The phase tensor ellipses map with a the observed and b the calculated data from the final model. The phase tensor ellipses are filled by tan−1 \({\Phi }_{2}\), where \({\Phi }_{2}\) is the geometric mean of maximum and minimum of phase tensor. The blue and green arrows show the real and imaginary parts of the induction vectors with Parkinson convention. The black curve, red triangle, and blue circle with Y denote the national road 292, the peak of Mt. Kusatsu–Shirane and the Yugama crater lake, respectively

We see more circular-shaped ellipses at higher frequencies, which mean almost one-dimensional resistivity distribution at the near surface. At the frequencies from 70 to 4.4 Hz, the high phase (~ 75°) spreads around the Yugama crater lake (Y in Fig. 2a), and the phases are higher to the east of the Yugama crater. These indicate widespread shallow conductors. The induction vectors point towards the central peak around Yugama lake, which also includes topographic effects. At a frequency of 1.1 Hz, the relatively high-phase area is shifted to the north. The shapes of the ellipses are more circular near the Yugama crater and become more E–W elongated at sites away from the Yugama crater. This feature is an indication of the existence of another deep conductor underneath the Yugama. At a frequency of 0.3 Hz, all the sites show consistent E-W elongated ellipses, which indicate that the peak area has a deep conductor in the N–S strike at depth.

Inverse modeling

We carried out 3-D inversion using impedance data and magnetic transfer function data from 280 to 0.1 Hz. The sites with AMT data utilized impedance data and magnetic transfer function data; Conversely, the sites with MT data utilized only the impedance data (Additional file 1: Table S1). The error floor of impedances was set as 5% of \(\sqrt[2]{|\mathbf{Z}\mathbf{x}\mathbf{y}\mathbf{*}\mathbf{Z}\mathbf{y}\mathbf{x}|}\) (Usui 2015); The error floor of the tipper was set to 0.05 (see Additional file 2: Text S1 for details). As the undulation of the topography has a comparable scale to our target, we used a 3-D inversion code developed by Usui (2015) and Usui et al. (2017), which can incorporate the sharp topography using unstructured tetrahedral meshes. It also allows the inclusion of local galvanic distortions as parameters.

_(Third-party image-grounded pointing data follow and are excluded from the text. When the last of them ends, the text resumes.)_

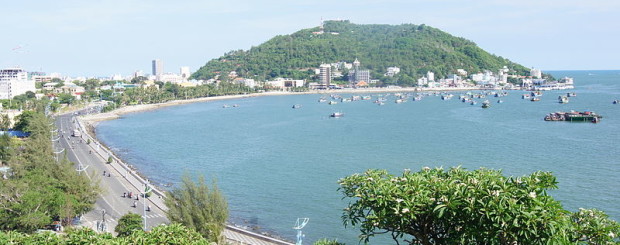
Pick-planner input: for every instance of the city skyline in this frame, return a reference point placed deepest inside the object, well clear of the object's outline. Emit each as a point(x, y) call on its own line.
point(119, 37)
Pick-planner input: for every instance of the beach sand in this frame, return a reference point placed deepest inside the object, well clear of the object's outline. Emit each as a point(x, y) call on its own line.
point(93, 119)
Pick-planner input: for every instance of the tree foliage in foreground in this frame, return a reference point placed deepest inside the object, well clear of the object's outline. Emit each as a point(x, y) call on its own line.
point(434, 206)
point(171, 235)
point(198, 206)
point(39, 189)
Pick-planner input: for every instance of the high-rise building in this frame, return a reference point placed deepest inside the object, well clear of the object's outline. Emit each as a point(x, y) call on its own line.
point(13, 82)
point(325, 74)
point(158, 68)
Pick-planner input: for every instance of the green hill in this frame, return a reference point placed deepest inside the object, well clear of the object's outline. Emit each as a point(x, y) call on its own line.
point(415, 49)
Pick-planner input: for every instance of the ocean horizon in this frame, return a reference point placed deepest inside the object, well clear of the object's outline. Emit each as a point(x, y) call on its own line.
point(275, 163)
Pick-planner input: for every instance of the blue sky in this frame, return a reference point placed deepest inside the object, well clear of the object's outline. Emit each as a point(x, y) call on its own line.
point(105, 37)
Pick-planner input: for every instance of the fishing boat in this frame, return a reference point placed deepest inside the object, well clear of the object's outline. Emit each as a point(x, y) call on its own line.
point(574, 116)
point(337, 114)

The initial model for the inversion was uniform earth having 100 Ωm resistivity with topography and 109 Ωm air. The Yugama crater lake water was modeled with 0.2 Ωm resistivity after the water sample measurement (Terada et al. 2018). The resistivity of the lake water and air was fixed during the iterative calculation. The modeled horizontal electric fields were calculated in such a way that the electric fields were tangential to the ground surface.

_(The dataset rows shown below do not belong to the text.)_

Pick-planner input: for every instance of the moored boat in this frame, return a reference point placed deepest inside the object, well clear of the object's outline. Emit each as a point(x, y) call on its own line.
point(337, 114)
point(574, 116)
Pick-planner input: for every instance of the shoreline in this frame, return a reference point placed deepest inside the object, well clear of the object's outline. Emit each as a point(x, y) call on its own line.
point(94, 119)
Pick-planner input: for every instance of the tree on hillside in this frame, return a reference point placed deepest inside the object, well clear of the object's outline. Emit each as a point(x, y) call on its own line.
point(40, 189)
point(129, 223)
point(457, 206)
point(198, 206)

The inversion program FEMTIC minimizes the data misfit along with the two constraints, namely the model roughness and the norm of galvanic distortions. Thus, there are two tradeoff hyper-parameters: \({\boldsymbol{\alpha }}^{2}\) for model roughness and \({{\varvec{\beta}}}^{2}\) for the norm of galvanic distortions. We chose a value of \({{\varvec{\beta}}}^{2}\)=1 to adequately control the galvanic distortion. For determining the best model, we tested seven different values for \({\boldsymbol{\alpha }}^{2}\) (100, 31.6, 10, 3.16, 1, 0.316, and 0.1) and found the best model with \({\boldsymbol{\alpha }}^{2}\)=1 using the L-curve method (Additional file 2: Figure S1). With the preferred tradeoff parameters, the model converged at the 20th iteration with the root-mean-square (RMS) changes of less than 1% from that of the previous iteration. The RMS decreased from 32.5 to 1.24 from the initial model to the final model. Comparisons of the observed and calculated phase tensors are presented in Fig. 2a, b for five representative frequencies. Both the phase tensor ellipses and its \({\mathbf{tan}}^{-1}\left({\boldsymbol{\Phi }}_{2}\right)\) phase value show good agreement. The induction vectors also had a reasonable fit. Additional file 1: Table S1 shows the locations of the MT and AMT sites, and the Additional file 2: Figures S2–16 show the comparison of observed and calculated responses for apparent resistivity, impedance phase, and tipper for each site.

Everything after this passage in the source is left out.